The targets included a multistory building in Gaza City that Israel said had served as a Hamas military intelligence headquarters and the office of Hamas leader Ismail Haniyeh.
Gaza's Health Ministry said seven Palestinians were wounded in the airstrikes.
Hamas announced late Monday that Egypt had managed to secure a cease-fire between Israel and Gaza-based resistance factions. Neither Israel nor Egypt has officially confirmed the reported deal.
The situation escalated on Monday when a rocket emanating from Gaza struck a home north of Tel Aviv, injuring seven.
Israeli Prime Minister Benjamin Netanyahu warned Tuesday that he was ready to order further action in the Gaza Strip.
"I can tell you we are prepared to do a lot more. We will do what is necessary to defend our people and to defend our state," Netanyahu told the U.S. pro-Israel lobby AIPAC by video link after cutting short a trip to Washington to handle the flare-up.

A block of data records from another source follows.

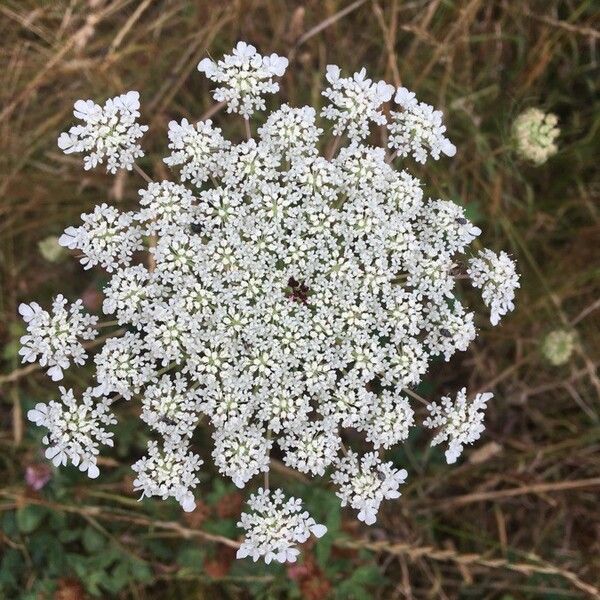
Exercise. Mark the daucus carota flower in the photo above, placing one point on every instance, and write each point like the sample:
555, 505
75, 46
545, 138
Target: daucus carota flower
498, 279
110, 132
535, 133
107, 238
365, 483
244, 77
275, 526
197, 149
75, 430
558, 346
168, 472
354, 102
53, 339
288, 301
459, 422
417, 129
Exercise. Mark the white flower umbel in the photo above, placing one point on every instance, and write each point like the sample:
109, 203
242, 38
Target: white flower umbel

The Israeli army has reportedly deployed missile-defense batteries in several locations across the country while sending two additional infantry brigades to the Gaza-Israel buffer zone.
No Palestinian group has claimed responsibility for the rocket fire.
Since 2007, the Gaza Strip has been under a crippling Israeli and Egyptian blockade that has gutted its economy and deprived its roughly 2 million inhabitants of many vital commodities, including food, fuel and medicine. In the long-embargoed enclave, the humanitarian situation has gotten worse with each passing day.